Finding a reliable backup point guard for Nash needs to be addressed.
The Pau Gasol Era Has Run Its Course
Pau Gasol just looks burnt out in Laker yellow.
He seems passive, hesitant and unsure of himself. Unsure where to go, when to shoot or if it's going in.
It's time to make a move, or at least explore the possibility...aggressively. But it doesn't have to be for a star. There's enough star power on that roster to win a championship.
Go out and get some fresh legs.
So what if he's not an 18-point scorer? The Lakers are better off trying to get a couple of 10 and 12-point per game guys with some life in them rather than one macho All-Star with a fat contract (if possible, salary cap-wise of course).
I'm just not sure Gasol makes this team better right now. They already have an inside presence.
Sooner or later, Kobe is going to slow down, Nash will be hanging on and Gasol will be softer than a hotel pillow.
It might be wise to move Gasol now before he loses any more value. He's averaging 13 points a game, taking two less shots than last year. He's at the point where he looks like he's getting old, instead of just getting older.
Depth a Problem Without Nash
The Lakers aren't getting much production from their bench, and an injury to a starter only makes it worse.

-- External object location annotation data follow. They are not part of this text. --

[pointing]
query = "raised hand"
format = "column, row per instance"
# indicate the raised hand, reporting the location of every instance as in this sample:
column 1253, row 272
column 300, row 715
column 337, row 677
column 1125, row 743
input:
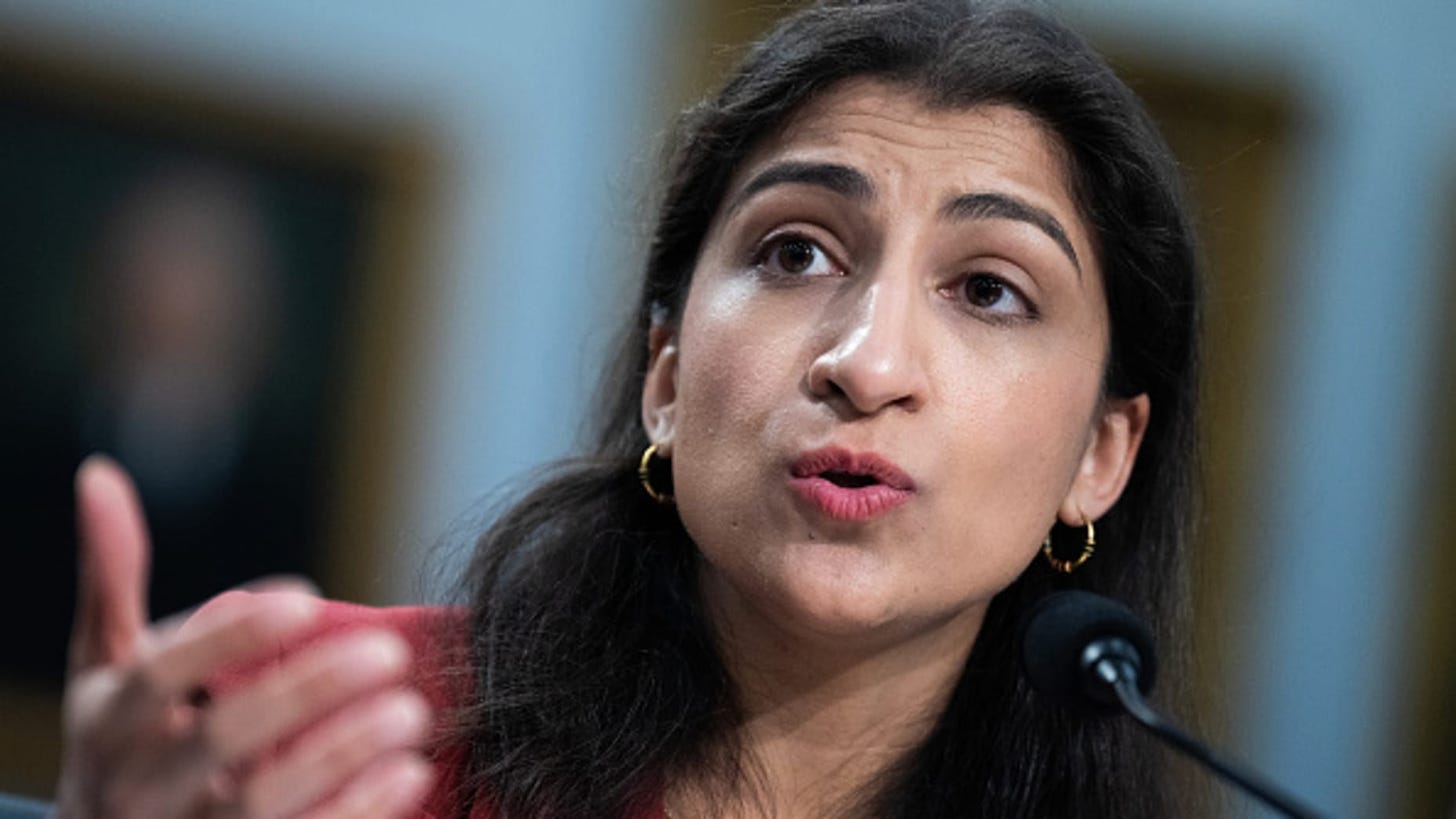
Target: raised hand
column 329, row 732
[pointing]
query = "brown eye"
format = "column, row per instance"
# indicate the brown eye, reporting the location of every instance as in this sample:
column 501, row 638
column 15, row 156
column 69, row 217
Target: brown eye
column 992, row 296
column 984, row 290
column 795, row 255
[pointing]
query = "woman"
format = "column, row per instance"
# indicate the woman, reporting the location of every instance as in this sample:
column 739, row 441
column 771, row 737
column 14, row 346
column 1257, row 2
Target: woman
column 920, row 299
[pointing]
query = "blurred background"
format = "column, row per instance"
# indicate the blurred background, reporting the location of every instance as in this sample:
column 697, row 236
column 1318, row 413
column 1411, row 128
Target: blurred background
column 326, row 274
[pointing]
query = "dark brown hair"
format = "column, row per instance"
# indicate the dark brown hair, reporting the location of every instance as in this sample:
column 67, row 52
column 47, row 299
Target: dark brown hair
column 596, row 676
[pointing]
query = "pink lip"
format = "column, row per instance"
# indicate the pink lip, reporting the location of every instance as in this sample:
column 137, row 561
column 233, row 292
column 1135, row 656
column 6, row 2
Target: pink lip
column 887, row 486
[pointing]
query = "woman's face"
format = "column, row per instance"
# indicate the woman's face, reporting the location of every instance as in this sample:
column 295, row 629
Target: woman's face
column 885, row 385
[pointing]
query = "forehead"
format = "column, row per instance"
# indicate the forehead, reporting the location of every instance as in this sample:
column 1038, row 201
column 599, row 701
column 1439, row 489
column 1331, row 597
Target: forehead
column 890, row 131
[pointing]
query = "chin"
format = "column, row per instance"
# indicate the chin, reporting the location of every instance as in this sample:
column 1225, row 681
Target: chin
column 839, row 590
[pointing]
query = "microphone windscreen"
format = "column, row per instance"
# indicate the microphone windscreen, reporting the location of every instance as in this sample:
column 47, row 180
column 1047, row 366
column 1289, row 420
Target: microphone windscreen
column 1057, row 630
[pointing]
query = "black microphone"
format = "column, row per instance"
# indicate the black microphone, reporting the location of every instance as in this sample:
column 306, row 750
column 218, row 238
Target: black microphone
column 1094, row 655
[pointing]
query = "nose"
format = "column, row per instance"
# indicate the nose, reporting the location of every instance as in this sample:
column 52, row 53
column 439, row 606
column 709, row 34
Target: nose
column 871, row 357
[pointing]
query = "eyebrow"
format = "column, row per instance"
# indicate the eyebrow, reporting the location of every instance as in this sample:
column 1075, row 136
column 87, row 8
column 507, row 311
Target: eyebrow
column 1005, row 206
column 852, row 184
column 836, row 178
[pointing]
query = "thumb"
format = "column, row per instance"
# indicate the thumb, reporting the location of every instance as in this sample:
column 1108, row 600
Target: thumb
column 111, row 601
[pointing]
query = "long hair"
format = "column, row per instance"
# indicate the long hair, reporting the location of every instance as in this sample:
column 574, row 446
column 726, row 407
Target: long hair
column 596, row 676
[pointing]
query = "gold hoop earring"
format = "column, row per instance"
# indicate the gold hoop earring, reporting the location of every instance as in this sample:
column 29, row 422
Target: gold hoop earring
column 1069, row 566
column 645, row 475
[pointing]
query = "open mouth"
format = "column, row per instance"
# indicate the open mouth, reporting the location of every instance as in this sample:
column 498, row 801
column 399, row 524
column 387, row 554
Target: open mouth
column 849, row 486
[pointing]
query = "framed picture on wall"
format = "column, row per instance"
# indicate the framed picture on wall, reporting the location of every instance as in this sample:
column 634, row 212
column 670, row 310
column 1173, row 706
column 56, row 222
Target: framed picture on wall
column 211, row 286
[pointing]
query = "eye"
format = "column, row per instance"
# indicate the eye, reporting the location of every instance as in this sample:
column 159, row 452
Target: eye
column 993, row 295
column 792, row 254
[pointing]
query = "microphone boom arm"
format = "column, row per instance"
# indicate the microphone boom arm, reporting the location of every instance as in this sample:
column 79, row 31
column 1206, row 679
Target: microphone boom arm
column 1113, row 672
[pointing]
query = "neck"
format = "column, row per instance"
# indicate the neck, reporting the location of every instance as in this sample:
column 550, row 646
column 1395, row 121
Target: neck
column 823, row 714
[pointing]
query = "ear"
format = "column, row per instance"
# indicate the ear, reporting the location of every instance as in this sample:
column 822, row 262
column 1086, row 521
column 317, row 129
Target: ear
column 1107, row 461
column 660, row 388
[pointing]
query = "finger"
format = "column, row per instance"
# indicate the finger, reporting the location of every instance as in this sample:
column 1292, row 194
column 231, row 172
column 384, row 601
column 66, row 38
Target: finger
column 281, row 583
column 232, row 628
column 337, row 751
column 389, row 789
column 305, row 690
column 111, row 602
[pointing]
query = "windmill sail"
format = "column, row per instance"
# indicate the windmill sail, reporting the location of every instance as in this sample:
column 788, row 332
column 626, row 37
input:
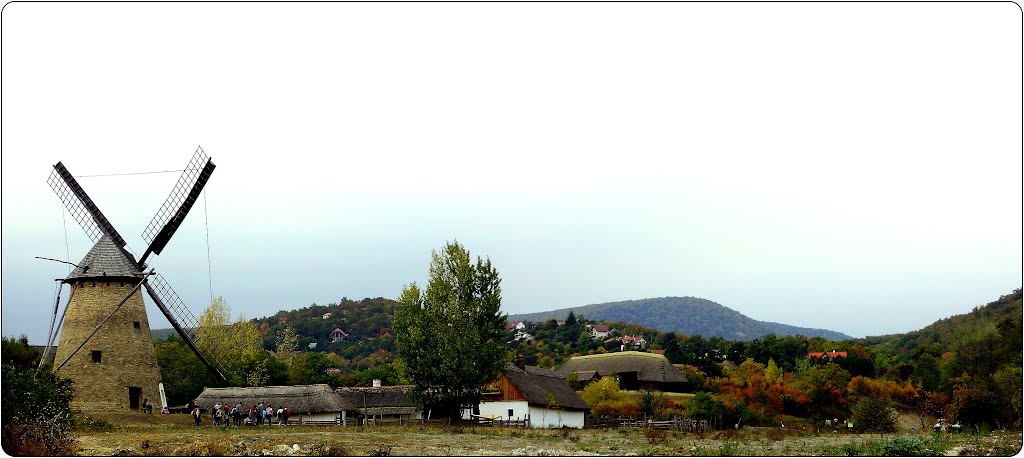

Darius Morris isn't really a starting-caliber NBA guard, while neither Chris Duhon or Steve Blake provide any real substance either.
Their biggest scoring threats off the bench are Antawn Jamison and Jordan Hill, who are averaging five points apiece.
That just doesn't sound like a championship-contending bench. If the Lakers do plan on moving Pau Gasol, they should look to acquire multiple players assuming they can't land a difference-making marquee name.